With Hill on second and two outs in the seventh, Girardi went to the mound to check with Wang.

“Joe asked me if I could get (David Eckstein) out and I said, ‘Yes,’ ” said Wang, who proved it by getting the leadoff hitter on a routine grounder to Rodriguez.

Chamberlain started the eighth and added drama with a one-out walk to Alex Rios who stole second. But Chamberlain caught cleanup hitter Vernon Wells looking at a 2-2 slider and blew Frank Thomas away with an 0-2 fastball that was clocked at 97 mph. From there it was Rivera for a perfect ninth.

When Girardi approached Rivera to congratulate him, the future Hall of Fame closer gave the ball to his former catcher.

“As soon as the third out was made I knew I had to give the ball to the manager,” Rivera said. “It was special today.”

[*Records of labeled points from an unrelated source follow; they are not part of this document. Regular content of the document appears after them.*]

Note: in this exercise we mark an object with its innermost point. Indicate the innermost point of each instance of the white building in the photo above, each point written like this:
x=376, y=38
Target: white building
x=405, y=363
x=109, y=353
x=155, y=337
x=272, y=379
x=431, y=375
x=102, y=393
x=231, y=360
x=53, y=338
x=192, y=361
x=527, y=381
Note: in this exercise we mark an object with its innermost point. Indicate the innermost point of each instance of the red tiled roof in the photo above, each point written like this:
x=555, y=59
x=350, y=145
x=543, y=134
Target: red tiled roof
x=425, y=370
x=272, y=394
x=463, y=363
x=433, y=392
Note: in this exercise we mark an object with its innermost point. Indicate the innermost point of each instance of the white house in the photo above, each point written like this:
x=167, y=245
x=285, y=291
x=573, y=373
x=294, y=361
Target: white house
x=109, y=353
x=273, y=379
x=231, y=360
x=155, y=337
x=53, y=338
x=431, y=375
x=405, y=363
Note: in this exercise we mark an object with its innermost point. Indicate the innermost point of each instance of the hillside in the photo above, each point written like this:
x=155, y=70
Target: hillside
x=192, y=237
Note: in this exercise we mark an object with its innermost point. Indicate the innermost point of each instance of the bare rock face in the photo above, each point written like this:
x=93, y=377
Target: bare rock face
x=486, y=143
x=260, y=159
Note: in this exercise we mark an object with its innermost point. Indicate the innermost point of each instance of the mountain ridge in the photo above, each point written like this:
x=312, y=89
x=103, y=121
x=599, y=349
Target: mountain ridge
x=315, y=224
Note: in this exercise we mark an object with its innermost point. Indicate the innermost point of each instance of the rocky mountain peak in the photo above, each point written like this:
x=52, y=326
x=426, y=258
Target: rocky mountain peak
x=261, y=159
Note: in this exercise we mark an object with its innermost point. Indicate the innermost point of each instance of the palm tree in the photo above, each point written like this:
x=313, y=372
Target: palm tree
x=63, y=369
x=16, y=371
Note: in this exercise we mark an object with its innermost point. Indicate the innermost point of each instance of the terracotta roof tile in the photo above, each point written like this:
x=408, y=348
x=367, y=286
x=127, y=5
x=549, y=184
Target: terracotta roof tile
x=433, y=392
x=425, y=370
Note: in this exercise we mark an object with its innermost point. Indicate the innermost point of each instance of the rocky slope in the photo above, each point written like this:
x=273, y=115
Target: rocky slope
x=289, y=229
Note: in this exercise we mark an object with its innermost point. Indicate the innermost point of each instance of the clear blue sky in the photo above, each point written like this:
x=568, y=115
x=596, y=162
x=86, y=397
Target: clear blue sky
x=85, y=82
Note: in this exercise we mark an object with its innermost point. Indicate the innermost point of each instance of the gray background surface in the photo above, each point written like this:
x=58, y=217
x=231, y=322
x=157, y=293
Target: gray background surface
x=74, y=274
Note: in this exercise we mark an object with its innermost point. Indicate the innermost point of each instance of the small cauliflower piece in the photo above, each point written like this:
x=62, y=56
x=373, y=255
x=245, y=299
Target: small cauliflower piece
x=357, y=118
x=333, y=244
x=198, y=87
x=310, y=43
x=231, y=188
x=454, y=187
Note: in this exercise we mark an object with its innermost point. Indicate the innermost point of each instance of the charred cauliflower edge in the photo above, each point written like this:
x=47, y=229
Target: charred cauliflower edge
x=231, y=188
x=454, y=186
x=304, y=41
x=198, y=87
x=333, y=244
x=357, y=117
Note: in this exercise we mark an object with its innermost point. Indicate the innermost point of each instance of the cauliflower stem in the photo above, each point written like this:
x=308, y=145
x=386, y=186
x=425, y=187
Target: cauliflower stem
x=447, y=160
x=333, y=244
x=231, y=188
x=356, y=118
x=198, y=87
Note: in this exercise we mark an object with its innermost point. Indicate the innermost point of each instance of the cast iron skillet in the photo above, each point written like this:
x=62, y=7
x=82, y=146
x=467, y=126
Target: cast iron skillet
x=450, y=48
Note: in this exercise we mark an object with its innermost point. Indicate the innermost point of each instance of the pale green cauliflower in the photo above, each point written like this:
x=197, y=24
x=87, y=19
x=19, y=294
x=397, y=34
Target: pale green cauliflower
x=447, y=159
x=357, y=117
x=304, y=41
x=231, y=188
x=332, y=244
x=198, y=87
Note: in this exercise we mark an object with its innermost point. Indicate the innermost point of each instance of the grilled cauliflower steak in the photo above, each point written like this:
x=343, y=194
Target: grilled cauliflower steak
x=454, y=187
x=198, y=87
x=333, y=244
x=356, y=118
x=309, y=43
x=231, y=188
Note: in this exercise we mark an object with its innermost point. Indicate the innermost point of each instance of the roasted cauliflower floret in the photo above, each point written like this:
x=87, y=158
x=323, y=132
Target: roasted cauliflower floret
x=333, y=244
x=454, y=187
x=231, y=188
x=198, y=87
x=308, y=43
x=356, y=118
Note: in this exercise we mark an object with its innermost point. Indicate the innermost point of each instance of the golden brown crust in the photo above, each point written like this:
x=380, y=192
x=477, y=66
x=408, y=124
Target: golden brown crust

So was Cabrera. He robbed Marco Scutaro of an extra base hit in the seventh with a leaping catch into the wall in right-center with Hill on second and no outs. With two outs he made a lunging grab of Eckstein’s drive to left-center. Those catches were made one-half inning after he scraped the back of the right-field wall and the 314-foot sign with a leadoff homer in the sixth that tied the score, 2-2.

No more Opening Days in The House That Ruth Built. And it will be a long time before an Opening Day across the street tops last night’s.